P&L: What dictates target markets for you? Is it just the size of the trading volumes for a particular currency?
YHC: Client demand is the primary driver, which I guess you can say is highly correlated to trading volumes. There are a handful of countries that require a significant amount of effort to deal FX, which can also represent significant efficiency gains for clients beyond volumes.
P&L: What are some of the key challenges associated with deploying Pulse in emerging markets? For example, are they more legal and regulatory in nature or technological?
YHC: It is a priority for us to help our clients navigate and comply with the changing regulatory landscape. Citi’s FXLM business operates from more than 80 countries: this on-the-ground presence allows us to develop a unique local expertise for our clients. Against this background, CitiFX Pulse is a key differentiator to help corporates meet local legal and regulatory requirements. These can be complex to fulfill but ultimately can be an opportunity and value add to our client franchise. Once deployed, remaining compliant can be a challenge and requires constant connectivity between our local markets businesses and our global product development, legal, risk and compliance teams.
P&L: Are these challenges fairly common across different countries/regions or idiosyncratic to each?
YHC: These challenges can vary, but can fundamentally be categorised from a workflow perspective on whether the specific regulatory requirement is that of pre- or post-execution, FX or related to cross border movement of funds. That said, every jurisdiction is considered independently in view of a high degree of local nuances (e.g., the need to provide purpose of trade up front).
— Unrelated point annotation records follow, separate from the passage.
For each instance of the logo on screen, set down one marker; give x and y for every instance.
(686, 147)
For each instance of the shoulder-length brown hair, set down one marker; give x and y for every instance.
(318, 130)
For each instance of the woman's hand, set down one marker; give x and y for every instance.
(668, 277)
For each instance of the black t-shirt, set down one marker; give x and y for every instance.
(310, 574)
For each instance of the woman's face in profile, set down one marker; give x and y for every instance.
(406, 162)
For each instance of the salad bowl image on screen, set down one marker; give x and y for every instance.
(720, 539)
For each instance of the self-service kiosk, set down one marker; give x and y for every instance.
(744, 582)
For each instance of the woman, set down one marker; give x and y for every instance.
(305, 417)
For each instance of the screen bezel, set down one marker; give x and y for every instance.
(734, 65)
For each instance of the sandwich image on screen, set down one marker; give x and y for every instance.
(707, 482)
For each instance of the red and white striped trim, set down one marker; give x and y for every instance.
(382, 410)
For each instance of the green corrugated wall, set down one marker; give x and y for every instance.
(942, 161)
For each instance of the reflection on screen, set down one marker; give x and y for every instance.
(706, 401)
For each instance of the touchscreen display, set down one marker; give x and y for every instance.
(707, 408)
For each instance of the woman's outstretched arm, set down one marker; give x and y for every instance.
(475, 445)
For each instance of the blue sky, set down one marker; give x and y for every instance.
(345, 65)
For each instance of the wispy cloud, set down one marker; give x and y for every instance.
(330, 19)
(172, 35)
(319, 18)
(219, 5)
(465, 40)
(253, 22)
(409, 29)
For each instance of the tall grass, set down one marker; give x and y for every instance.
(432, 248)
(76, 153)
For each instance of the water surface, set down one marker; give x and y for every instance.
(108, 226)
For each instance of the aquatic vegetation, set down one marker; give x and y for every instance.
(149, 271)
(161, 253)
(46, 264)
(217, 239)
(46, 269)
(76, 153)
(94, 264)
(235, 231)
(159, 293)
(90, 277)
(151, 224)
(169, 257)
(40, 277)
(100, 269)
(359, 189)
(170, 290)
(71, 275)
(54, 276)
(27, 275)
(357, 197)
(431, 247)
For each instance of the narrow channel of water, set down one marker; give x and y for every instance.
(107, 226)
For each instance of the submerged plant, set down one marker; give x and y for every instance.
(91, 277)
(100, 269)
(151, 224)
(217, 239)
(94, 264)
P&L: Do you see growing demand for pulse across emerging markets more broadly? Or is it focused more on specific countries/regions?
YHC: Demand has been growing in line with the desire for regional or global corporate treasuries to obtain a higher degree of control, efficiency and transparency around their FX activities – in the emerging markets particularly. There’s been a natural focus towards the more regulated regions like Latin America, Africa or Asia as the proposition Citi provide through Pulse is unique.
P&L: Looking ahead, what are the key areas of focus for you for the rest of the year?
YHC: As our clients become more technologically advanced with their Treasury systems, which fundamentally broadens the scope for FX-related connectivity, we are ensuring that Pulse grows in tandem in relevance by enhancing the ability to connect pulse with our clients.